L’acquisition de Syngip est au coeur de la stratégie affichée par Global Bioenergies de diversifier les ressources utilisables dans son procédé Isobutène. « Notre focus est diversifier nos ressources pas nos molécules » estime Marc Delcourt qui pense avoir fait le bon choix avec l’isobutène qui couvre de larges applications tant dans les matériaux et la chimie que dans l’énergie.

Une diversification des ressources

A sa création en 2008, Global Bioenergies s’est d’abord penché sur la conversion en isobutène de sucres de première génération (de type saccharose et glucose issus de mélasses de betterave et de canne à sucre, de céréales…). Le procédé est aujourd’hui au stade du démonstrateur industriel à Leuna en Allemagne (capacité de 100 tonnes par an).

Des ressources de deuxième génération (sucres issus de la paille et de copeaux de bois) ont également été sélectionnées parce qu’elles présentent un coût moindre et une meilleure empreinte environnementale. La conversion de ces ressources de deuxième génération a été menée à bien d’abord en laboratoire, puis à l’échelle du pilote. Sur ce sujet Global Bioenergies a notamment noué des partenariats avec la société suisse Clariant et le consortium suédois composé de Preem (compagnie pétrolière), de Sekab (spécialiste de la production d’éthanol) et de Sveaskog (opérateur forestier).

Le recours à des ressources de troisième génération, de type CO2, est aussi devenu un enjeu stratégique à partir 2011. Avant ce rachat de Syngip, Global Bioenergies s’était déjà positionné sur le sujet par le biais d’une collaboration avec le néozélandais LanzaTech, leader mondial du domaine.
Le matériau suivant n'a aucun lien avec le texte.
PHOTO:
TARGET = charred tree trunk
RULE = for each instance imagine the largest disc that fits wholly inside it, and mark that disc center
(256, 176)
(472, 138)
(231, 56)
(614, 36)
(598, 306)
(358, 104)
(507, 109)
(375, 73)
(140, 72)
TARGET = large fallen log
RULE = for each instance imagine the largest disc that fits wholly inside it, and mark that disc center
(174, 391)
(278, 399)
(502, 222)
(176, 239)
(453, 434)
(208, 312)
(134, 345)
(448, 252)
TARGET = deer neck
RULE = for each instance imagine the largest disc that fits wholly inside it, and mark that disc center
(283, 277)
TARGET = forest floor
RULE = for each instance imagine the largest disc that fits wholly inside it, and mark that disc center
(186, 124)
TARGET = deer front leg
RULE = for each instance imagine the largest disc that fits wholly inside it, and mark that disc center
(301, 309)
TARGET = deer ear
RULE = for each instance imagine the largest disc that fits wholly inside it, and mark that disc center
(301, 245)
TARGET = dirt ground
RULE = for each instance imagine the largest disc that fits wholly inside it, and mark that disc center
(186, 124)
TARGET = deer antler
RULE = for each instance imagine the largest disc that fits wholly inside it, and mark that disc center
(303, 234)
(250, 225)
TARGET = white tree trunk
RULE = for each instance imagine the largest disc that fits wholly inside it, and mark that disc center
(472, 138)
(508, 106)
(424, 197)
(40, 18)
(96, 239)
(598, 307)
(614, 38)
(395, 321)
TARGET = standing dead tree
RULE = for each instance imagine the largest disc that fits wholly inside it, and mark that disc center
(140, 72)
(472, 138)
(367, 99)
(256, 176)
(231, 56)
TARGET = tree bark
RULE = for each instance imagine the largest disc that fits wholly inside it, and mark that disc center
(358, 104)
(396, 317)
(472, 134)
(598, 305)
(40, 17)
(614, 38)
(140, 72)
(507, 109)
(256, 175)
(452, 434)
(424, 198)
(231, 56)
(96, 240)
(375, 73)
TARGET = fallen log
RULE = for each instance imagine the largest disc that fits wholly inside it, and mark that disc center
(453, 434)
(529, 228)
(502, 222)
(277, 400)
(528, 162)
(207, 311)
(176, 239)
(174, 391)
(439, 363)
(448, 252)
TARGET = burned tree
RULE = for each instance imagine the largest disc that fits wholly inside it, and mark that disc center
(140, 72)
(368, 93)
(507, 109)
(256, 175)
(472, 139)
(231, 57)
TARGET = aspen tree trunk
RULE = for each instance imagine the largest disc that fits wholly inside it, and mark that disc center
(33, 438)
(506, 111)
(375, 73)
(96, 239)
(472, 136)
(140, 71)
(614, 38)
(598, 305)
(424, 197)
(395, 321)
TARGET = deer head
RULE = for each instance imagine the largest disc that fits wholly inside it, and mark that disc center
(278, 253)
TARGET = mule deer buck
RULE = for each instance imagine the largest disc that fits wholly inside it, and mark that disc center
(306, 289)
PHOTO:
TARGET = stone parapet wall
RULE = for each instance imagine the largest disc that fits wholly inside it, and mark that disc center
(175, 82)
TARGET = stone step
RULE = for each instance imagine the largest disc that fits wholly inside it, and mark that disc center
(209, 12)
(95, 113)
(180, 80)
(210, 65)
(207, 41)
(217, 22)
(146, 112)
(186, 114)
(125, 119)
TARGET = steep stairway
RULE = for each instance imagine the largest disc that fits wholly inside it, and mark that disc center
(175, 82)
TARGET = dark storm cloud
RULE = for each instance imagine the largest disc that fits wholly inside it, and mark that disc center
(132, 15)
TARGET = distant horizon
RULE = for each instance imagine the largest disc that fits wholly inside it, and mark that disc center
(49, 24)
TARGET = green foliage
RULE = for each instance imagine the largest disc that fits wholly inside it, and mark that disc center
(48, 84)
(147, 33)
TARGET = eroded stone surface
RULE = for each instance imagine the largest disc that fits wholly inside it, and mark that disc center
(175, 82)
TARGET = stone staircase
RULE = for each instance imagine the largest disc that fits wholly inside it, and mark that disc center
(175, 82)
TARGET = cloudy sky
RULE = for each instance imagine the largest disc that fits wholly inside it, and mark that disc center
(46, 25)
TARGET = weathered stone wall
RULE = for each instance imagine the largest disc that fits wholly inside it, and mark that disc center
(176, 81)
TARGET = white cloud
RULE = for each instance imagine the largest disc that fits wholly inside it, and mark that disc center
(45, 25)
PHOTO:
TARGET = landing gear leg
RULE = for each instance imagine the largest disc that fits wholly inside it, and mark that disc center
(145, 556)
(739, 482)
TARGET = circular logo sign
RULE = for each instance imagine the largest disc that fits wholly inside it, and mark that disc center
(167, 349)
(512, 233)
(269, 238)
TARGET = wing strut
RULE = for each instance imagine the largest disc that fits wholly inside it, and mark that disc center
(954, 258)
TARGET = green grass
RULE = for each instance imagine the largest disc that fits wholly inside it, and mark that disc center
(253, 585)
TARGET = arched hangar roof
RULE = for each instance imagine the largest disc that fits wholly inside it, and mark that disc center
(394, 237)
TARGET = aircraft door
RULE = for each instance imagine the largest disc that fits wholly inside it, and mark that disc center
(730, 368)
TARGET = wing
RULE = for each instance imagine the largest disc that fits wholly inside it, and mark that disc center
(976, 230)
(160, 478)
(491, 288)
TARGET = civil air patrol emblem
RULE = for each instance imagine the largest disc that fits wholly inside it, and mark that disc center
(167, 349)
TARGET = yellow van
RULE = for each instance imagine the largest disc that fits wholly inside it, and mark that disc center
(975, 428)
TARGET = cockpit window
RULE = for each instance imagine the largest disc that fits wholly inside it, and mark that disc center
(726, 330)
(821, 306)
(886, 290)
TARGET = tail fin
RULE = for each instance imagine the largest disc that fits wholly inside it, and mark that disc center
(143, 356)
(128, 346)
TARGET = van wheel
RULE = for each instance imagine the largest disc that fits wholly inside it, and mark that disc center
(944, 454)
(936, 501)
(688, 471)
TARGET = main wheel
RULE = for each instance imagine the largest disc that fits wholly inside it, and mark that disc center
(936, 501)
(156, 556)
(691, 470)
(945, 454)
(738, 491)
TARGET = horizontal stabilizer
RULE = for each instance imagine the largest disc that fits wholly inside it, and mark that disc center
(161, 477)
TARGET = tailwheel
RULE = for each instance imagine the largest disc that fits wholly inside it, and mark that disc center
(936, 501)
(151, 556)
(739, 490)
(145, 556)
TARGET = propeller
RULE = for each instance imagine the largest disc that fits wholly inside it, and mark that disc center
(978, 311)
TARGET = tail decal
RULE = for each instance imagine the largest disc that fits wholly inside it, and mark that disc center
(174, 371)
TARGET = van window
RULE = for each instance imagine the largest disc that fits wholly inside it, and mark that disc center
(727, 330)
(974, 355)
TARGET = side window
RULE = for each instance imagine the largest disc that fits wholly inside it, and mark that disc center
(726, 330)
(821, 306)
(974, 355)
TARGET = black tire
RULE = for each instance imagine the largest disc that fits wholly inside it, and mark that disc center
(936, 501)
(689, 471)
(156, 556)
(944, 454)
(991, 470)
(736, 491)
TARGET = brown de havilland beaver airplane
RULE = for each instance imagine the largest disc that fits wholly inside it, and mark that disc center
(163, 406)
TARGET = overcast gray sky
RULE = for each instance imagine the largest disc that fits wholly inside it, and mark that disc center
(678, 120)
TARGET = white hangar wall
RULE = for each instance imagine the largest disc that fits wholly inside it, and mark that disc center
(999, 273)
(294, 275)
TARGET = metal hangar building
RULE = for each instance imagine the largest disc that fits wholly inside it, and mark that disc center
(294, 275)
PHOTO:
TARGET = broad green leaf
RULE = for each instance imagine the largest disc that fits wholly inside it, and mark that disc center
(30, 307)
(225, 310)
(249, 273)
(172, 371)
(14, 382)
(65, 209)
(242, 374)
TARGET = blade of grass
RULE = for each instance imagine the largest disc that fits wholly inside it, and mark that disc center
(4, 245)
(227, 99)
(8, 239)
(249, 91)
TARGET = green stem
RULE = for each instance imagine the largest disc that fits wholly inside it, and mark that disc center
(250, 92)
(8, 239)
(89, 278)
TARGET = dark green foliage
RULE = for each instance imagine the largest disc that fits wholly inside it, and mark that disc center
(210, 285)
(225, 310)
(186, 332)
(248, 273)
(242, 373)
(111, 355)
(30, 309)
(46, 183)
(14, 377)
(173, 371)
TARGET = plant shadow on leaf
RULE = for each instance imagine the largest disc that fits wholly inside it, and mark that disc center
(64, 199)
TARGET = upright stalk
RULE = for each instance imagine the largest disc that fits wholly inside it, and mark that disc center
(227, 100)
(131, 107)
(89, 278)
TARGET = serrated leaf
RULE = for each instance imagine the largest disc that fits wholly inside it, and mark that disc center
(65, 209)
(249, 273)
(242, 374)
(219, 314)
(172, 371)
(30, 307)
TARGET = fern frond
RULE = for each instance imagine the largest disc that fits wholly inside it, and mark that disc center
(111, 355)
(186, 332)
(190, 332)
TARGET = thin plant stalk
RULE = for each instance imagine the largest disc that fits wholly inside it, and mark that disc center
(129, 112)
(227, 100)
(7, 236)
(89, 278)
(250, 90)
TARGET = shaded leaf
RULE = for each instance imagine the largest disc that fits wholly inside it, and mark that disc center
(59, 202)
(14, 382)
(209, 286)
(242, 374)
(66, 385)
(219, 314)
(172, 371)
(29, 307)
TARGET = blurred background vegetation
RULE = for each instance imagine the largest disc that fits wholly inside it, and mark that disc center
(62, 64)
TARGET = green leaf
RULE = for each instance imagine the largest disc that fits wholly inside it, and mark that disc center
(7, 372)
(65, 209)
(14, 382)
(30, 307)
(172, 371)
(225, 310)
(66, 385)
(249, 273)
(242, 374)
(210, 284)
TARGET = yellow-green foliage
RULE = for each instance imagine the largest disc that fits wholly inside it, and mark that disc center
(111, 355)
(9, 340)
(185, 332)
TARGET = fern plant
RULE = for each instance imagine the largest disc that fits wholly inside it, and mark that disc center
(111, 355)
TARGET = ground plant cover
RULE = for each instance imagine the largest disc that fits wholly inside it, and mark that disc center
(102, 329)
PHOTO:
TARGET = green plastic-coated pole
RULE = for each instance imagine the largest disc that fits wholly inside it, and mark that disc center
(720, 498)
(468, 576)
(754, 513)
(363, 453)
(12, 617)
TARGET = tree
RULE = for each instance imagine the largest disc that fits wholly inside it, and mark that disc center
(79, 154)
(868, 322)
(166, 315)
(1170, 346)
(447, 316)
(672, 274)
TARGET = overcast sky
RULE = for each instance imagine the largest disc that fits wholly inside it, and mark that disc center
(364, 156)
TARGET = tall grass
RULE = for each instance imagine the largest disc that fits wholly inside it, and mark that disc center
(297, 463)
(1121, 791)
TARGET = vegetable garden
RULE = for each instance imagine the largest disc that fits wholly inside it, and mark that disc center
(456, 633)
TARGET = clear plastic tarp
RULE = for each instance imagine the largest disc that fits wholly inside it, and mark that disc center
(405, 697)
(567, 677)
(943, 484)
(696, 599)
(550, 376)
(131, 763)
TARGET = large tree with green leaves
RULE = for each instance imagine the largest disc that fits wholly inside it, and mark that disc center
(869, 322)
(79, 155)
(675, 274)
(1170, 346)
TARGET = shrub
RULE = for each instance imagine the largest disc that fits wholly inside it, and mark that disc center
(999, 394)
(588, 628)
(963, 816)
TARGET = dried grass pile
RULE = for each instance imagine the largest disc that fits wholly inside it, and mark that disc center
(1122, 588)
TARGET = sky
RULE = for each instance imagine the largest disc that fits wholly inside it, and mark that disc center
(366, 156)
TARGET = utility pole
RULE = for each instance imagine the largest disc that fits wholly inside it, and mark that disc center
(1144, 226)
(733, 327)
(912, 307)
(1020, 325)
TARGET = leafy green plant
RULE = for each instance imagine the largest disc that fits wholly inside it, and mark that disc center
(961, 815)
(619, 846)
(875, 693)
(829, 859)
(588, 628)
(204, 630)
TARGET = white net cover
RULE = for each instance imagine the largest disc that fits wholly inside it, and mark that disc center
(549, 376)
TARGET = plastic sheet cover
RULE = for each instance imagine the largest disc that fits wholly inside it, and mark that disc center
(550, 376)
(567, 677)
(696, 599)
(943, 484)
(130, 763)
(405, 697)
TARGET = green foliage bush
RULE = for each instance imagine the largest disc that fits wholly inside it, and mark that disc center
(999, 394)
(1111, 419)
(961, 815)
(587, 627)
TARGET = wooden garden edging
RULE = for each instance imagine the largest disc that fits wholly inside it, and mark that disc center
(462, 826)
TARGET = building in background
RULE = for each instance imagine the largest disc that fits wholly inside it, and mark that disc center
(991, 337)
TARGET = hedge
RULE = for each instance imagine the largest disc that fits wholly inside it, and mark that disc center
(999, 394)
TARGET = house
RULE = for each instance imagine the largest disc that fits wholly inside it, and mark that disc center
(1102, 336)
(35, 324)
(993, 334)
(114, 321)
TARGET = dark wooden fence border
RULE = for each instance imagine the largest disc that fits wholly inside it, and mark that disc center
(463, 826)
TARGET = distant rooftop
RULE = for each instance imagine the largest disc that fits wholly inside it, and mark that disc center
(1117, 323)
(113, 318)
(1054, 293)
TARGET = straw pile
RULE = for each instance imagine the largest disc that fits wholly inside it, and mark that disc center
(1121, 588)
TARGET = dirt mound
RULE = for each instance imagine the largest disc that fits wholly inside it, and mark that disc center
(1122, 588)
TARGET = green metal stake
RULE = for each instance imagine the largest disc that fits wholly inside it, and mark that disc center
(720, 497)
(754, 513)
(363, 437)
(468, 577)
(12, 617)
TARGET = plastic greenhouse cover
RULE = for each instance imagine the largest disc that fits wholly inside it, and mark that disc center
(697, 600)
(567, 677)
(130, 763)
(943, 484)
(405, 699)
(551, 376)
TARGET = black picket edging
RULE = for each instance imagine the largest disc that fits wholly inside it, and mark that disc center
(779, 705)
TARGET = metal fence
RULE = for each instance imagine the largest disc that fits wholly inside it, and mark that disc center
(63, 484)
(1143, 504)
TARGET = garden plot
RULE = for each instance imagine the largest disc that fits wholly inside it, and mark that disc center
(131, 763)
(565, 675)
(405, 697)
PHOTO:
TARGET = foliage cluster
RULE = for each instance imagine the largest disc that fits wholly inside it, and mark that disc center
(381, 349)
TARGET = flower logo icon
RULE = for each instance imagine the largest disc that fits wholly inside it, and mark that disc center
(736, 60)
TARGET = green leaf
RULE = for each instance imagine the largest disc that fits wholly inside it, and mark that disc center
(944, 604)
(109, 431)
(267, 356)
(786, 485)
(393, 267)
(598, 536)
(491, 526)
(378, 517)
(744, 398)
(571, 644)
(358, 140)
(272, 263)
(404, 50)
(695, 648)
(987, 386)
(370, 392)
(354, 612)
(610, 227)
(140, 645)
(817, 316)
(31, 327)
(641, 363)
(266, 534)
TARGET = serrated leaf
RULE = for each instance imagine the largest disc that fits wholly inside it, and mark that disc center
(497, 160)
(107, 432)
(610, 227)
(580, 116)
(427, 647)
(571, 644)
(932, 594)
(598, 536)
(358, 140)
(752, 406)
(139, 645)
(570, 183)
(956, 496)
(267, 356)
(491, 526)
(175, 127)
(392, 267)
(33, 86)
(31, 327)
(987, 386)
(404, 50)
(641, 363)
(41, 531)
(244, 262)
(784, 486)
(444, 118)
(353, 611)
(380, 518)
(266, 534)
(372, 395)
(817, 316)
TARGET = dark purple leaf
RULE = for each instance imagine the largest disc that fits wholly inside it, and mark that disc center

Un accès à des microorganismes qui transforment du CO2 et du CO

Pour ce qui est de Syngip, son procédé est basé sur un microorganisme propriétaire capable de métaboliser le dioxyde de carbone (CO2) et le monoxyde de carbone (CO), présents dans une gamme étendue de substrats abondants et très bon marché, comme les rejets industriels issus des aciéries. De nouvelles opportunités de partenariats devraient ainsi se dessiner avec ce type d’industriels qui recherchent activement de meilleures solutions pour traiter et valoriser leurs effluents. La technologie de Syngip est parvenue aujourd’hui à une maturité suffisante pour permettre d’implanter différentes voies métaboliques menant aux oléfines légères, et en premier lieu à l’isobutène, affirme Global Bioenergies. De son côté, Marc Delcourt assure que ce procédé sera concurrentiel dès 45 dollars le baril.